Le siècle en récit
Le IIᵉ siècle avant notre ère est l'un des plus dramatiques de l'histoire juive. En un seul siècle, la Judée passe de la persécution totale à l'indépendance retrouvée, puis à l'expansion territoriale — avant que les querelles dynastiques n'ouvrent la porte à Rome. C'est aussi le siècle où naissent la fête de Hanoukka, la littérature apocalyptique juive, et les communautés sectaires qui donneront les manuscrits de la Mer Morte.
Le drame commence avec Antiochos IV Épiphane (175-164), roi séleucide obsédé par l'hellénisation unifiante de son empire. Il vend le grand-pontificat au plus offrant : Jason, puis Menelas — tous deux favorables à l'hellénisation et étrangers à la lignée sadocite traditionnelle. Il construit un gymnase à Jérusalem où les jeunes athlètes juifs, nus selon l'usage grec, pratiquent l'épispasmos (restauration du prépuce par chirurgie) pour effacer leur circoncision. Surtout, en 167, il décide d'interdire purement et simplement le judaïsme : la Torah est brûlée, le Shabbat et la circoncision punis de mort, une statue de Zeus olympien est dressée dans le Temple, un porc sacrifié sur l'autel. C'est ce que le livre de Daniel (composé à cette époque) appelle « l'abomination de la désolation ».

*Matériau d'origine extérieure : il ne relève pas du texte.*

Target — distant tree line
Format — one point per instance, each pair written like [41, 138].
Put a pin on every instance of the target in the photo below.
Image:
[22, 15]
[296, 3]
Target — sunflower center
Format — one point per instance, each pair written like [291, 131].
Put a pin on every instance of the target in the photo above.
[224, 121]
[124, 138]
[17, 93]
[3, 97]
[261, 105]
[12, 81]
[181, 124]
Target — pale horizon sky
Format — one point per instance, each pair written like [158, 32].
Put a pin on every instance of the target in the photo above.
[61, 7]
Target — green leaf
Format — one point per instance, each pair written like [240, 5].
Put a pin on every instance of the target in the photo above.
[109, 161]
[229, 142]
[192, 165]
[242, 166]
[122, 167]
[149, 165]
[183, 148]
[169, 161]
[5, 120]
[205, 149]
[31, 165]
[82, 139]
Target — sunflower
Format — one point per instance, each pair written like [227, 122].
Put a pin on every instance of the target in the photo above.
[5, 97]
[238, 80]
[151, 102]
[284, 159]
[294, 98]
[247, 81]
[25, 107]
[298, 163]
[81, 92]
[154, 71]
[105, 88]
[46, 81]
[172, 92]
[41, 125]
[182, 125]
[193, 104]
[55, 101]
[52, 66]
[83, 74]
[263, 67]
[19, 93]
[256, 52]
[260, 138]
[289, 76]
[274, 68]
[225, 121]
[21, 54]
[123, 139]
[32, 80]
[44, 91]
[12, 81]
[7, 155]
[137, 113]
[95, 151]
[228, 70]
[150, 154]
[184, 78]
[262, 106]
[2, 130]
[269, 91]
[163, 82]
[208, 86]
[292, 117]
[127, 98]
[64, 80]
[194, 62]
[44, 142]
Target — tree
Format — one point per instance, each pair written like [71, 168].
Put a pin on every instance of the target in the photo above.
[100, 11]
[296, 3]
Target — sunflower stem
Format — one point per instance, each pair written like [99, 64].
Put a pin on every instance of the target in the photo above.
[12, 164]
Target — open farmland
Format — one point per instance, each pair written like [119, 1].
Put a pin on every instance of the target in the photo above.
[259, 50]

La réaction vient du village de Modin, dans la plaine de Shéféla. Un prêtre âgé, Matthatias, de la famille hasmonéenne, refuse de sacrifier aux dieux grecs. Quand un juif acquiesce, Matthatias le tue — et l'officier séleucide avec lui. Puis il crie dans les rues : « Que quiconque a du zèle pour la Loi et veut maintenir l'Alliance sorte avec moi ! » Il s'enfuit dans les monts avec ses cinq fils — Jean, Simon, Judas, Éléazar, Jonathan. Matthatias meurt un an plus tard ; Judas, surnommé *Maccabée* (« le Marteau »), prend la tête. Avec une armée de partisans inexpérimentés, il bat successivement quatre généraux séleucides : Apollonios, Séron, Georgias, Lysias. En 164, il libère Jérusalem, purifie le Temple, le reconsacre le 25 Kislev. On ne trouve qu'une fiole d'huile pure, scellée par le grand prêtre ; elle devrait brûler un jour, elle brûle huit. C'est le miracle de Hanoukka — la fête des Lumières, célébrée depuis sans interruption par les Juifs du monde entier.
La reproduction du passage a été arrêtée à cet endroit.